I remember sitting down with the Patriarch of a well-respected family business empire in the Philippines for our first meeting, which lasted for several hours. At the end, he said to me, “Now I finally have someone telling me the facts. “

In the Philippines, you face an additional challenge as a homeowner – Filipinos naturally respect wealth and higher authority more than in many other countries. It is always good to be respectful. But if that means no one is telling you the truth when you’re in power, you’re in trouble.

Great frames are made, not born

This is good news for you if you are a business owner. This means: if your children are not ready, they can be with the proper guidance.

Don’t make the mistake of forcing one of them to fit into a job before they become the best person for the job. This is bad for many reasons.

The most obvious is that the business suffers immediately. If an unqualified person is placed in a higher position, it has a direct negative impact on profits and growth.

The family member in question loses respect from other executives who say behind their backs that the only reason they got the job is because they are family. This lowers management morale and further decreases overall productivity throughout the company.

We have seen many instances of unproductive family businesses where an additional circle of executives was put in place around the incompetent family member simply to protect him from losing face and the downfall of the business due to its insufficiency.

Remember this rule: the productivity of leadership directly determines the productivity of all lower ranks. If employees see a family member in a leading position that works, why should they, in turn, be the best they can be every day and outdo themselves and the competition?

Sugar Coating – Board Disease

In the Philippines, there is another challenge that stands in the way of proper succession: “the sugar coating in the meeting room”. Senior leaders of the organization are afraid to speak the truth because they are afraid of conflict, of weakening their own position, or of exposing the weaknesses and mistakes of others.

If you are going to have a test, do you want the doctor to tell you the truth or to lie? Of course, you want to know the truth, because only then can you cure your illness. It’s the same with any business: if you don’t face the facts in brutal honesty, you can’t win.
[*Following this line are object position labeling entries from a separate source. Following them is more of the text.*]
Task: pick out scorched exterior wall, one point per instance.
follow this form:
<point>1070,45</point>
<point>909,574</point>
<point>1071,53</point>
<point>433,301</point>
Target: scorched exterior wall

When a family approached us to ask us to increase the profits of their group of companies, we found that in one of their companies, the CEO had assembled a council of “yes men” who did not. would oppose anything he had proposed. The results? The company missed out on many important opportunities, profits stagnated, and the best talent left because they couldn’t freely express their opinion.

Another example from one of our clients in the Philippines, a family business conglomerate: the board of directors had so much respect for the CEO, who was also the owner, that no member of the board of directors did. never told the truth. Constant coating. Everyone was talking behind the owner’s back. There were no open and honest conversations about chess, who was to blame for them and what needed to be done.
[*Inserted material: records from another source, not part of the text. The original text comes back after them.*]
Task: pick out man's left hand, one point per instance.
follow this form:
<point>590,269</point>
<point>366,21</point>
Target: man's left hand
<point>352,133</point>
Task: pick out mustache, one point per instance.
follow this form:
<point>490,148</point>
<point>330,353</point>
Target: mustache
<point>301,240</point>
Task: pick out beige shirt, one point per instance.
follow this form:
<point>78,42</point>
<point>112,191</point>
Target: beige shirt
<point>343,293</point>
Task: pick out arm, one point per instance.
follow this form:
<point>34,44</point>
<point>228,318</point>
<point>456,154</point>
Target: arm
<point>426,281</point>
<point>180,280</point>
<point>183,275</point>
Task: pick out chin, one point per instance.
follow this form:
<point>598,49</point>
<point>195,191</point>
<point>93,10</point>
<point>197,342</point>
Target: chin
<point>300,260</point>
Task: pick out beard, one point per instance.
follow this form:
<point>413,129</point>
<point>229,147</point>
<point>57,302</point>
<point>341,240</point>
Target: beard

When the owner’s family asked us to make their business sustainable, we first had to have one-on-one conversations with all of the board members and senior management so they could finally open up. and tell us the real facts with confidence.

Practical solutions

If you’re a business owner or CEO and faced with a tough decision about who to appoint to a senior role, or who might even replace you, here are the practical steps you can take.
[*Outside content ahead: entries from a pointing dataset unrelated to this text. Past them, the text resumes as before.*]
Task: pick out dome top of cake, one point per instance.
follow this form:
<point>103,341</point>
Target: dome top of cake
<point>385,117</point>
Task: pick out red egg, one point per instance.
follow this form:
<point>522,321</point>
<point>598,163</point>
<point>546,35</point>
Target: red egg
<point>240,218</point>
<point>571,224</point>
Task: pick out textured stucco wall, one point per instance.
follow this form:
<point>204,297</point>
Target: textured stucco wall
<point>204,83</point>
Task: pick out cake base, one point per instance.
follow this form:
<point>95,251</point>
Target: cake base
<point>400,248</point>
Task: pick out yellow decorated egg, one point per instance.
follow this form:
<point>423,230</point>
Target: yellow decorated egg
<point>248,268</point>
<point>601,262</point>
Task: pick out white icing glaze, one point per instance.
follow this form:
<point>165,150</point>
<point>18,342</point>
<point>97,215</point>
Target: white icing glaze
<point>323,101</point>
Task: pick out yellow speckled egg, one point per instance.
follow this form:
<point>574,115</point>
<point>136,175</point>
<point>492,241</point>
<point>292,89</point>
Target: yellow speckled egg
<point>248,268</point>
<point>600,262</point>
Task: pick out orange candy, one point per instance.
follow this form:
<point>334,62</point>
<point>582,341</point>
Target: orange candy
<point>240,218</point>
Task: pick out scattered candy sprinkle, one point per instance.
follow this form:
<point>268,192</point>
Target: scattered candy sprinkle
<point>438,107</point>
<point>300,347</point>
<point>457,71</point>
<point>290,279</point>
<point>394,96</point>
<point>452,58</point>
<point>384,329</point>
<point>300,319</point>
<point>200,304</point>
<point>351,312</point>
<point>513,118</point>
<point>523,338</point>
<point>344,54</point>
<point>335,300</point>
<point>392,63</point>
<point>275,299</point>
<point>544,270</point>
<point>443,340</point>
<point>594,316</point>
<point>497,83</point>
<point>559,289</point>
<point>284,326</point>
Face the facts. Because we all have blind spots, get an outside expert to help you assess whether the person is suitable for the job.

If not, give them the coaching they need.

To avoid “the watering down in the boardroom”, here are two solutions that should work in parallel: First, you need to encourage a culture of more open communication. Second, as your culture changes, ask outside advisors to guide you who will give you a view of the facts and reality as they are, not as you would like to hear them.

Despite the natural respect people have for a higher authority, encourage open but uncomfortable conversations, motivate people to express their opinion freely and even to disagree with you. And reassure them constantly, they will not be reprimanded for it.